Sun GlassFish Enterprise Server v2.1.1 High Availability Administration Guide

Group Management Service

The Group Management Service (GMS) is an infrastructure component that is enabled for the instances in a cluster. When GMS is enabled, if a clustered instance fails, the cluster and the Domain Administration Server are aware of the failure and can take action when failure occurs. Many features of Enterprise Server depend upon GMS. For example, GMS is used by the IIOP failover, in-memory replication, transaction service, and timer service features.

If server instances in a cluster are located on different machines, ensure that the machines are on the same subnet.

Note –

The GMS feature is not available in the developer profile. In the cluster profile and the enterprise profile, GMS is enabled by default.

GMS is a core service of the Shoal framework. For more information about Shoal, visit the Project Shoal home page.

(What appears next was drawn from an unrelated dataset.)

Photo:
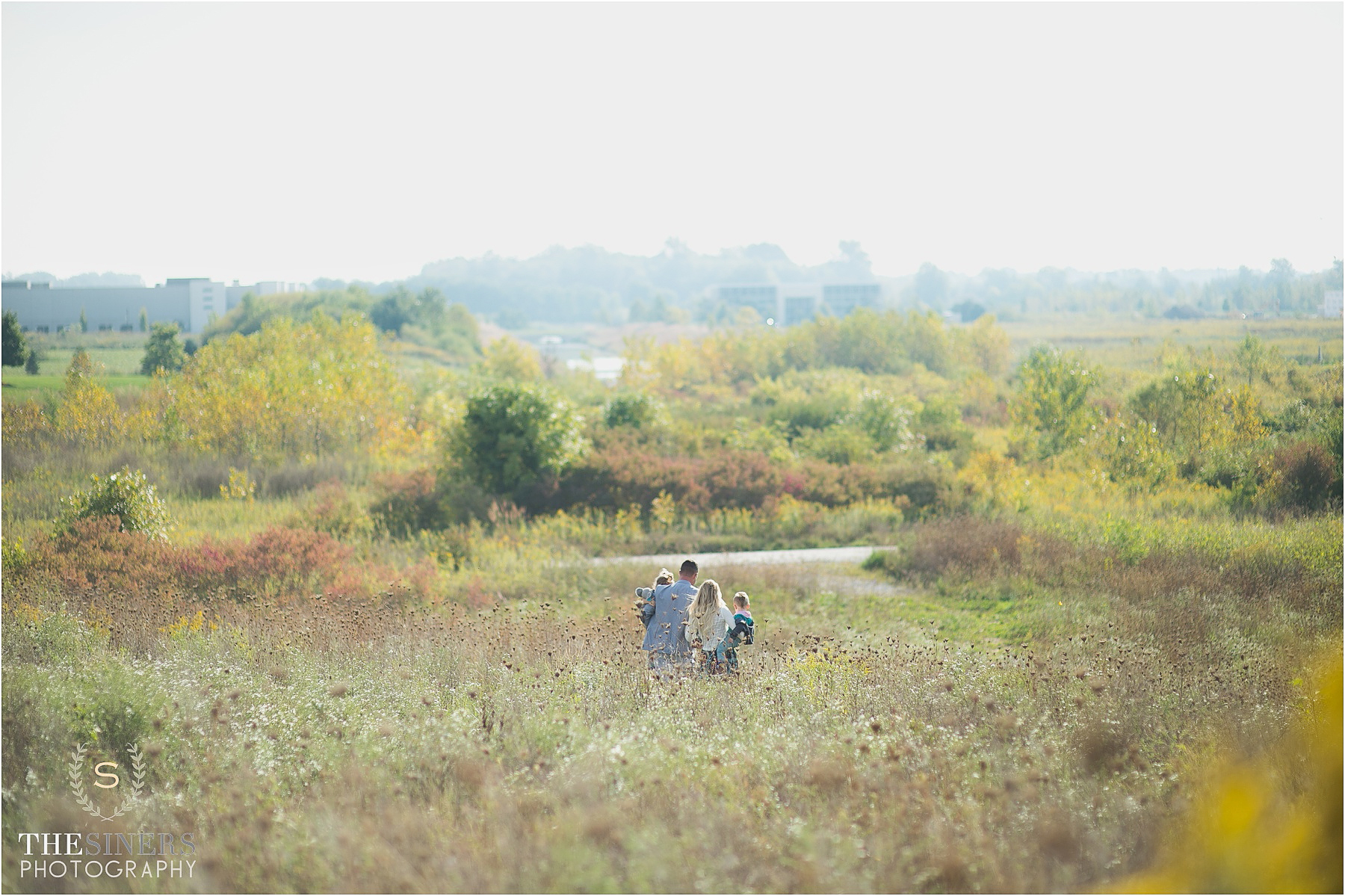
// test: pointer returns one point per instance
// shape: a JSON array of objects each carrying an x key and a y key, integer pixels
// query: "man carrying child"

The following topics are addressed here:

GMS Failure Detection Settings

The following settings are used in GMS failure detection:

fd-protocol-max-tries: Indicates the maximum number of missed heartbeats that the health monitor counts before marking an instance as suspected failure. GMS also tries to make a peer-2-peer connection with the suspected member. If that also fails, the member is marked as suspect failed.
fd-protocol-timeout-in-millis: Indicates the failure detection interval (in milliseconds) between each heartbeat message that would provoke an instance to send out its Alive message. This setting considers the number of milliseconds between missed heartbeats that the max-retry logic would wait for, in the master node, between counting each missed heartbeat. Lowering the value of retries would mean that failure would be suspected after fewer missed heartbeats. Lowering the value of fd-protocol-timeout-in-millis below the default would result in more frequent heartbeat messages being sent out from each member. This could potentially result in more heartbeat messages in the network than a system needs for triggering failure detection protocols. The effect of this varies depending on how quickly the deployment environment needs to have failure detection performed. That is, the (lower) number of retries with a lower heartbeat interval would make it quicker to detect failures. However, lowering the timeout or retry attempts could result in false positives because you could potentially detect a member as failed when, in fact, the member's heartbeat is reflecting the network load from other parts of the server. Conversely, a higher timeout interval results in fewer heartbeats in the system because the time interval between heartbeats is longer. As a result, failure detection would take a longer. In addition, a startup by a failed member during this time results in a new join notification but no failure notification, because failure detection and evaluation were not completed. The lack of a join notification without a preceding failure notification is logged.
ping-protocol: Indicates the amount of time an instance's GMS module will wait during instance startup (on a background thread, so that server startup does not wait for the timeout) for discovering the master member of the group. In GMS, this process is called master node discovery protocol. The instance's GMS module sends out a master node query to the multicast group address. If the instance times out (does not receive a master node response from another member within this time) the master is assumed absent and the instance assumes the master role. The instance sends out a master node announcement to the group, and starts responding to subsequent master node query messages from members. In Enterprise Server, the domain administration server (DAS) joins a cluster as soon as it is created, which means the DAS becomes a master member of the group. This allows cluster members to discover the master quickly, without incurring a timeout. Lowering the ping-protocol timeout would cause a member to timeout more quickly because it will take longer to discover the master node. As a result, there might be multiple masters in the group which could lead to master collision. Master collision could cause resolution protocol to start. The master collision, and resolution protocol, results in multiple masters telling each other who the true master candidate is based on sorted order of memberships (based on their UUIDs). The impact can be extensive in messaging if there are many masters in the group. Therefore, the ping-protocol timeout value should be set to the default or higher.
vs-protocol-timeout-in-millis: Indicates the verify suspect protocol's timeout used by the health monitor. After a member is marked as suspect based on missed heartbeats and a failed peer–2–peer connection check, the verify suspect protocol is activated and waits for the specified timeout to check for any further health state messages received in that time, and to see if a peer-2-peer connection can be made with the suspect member. If not, then the member is marked as failed and a failure notification is sent.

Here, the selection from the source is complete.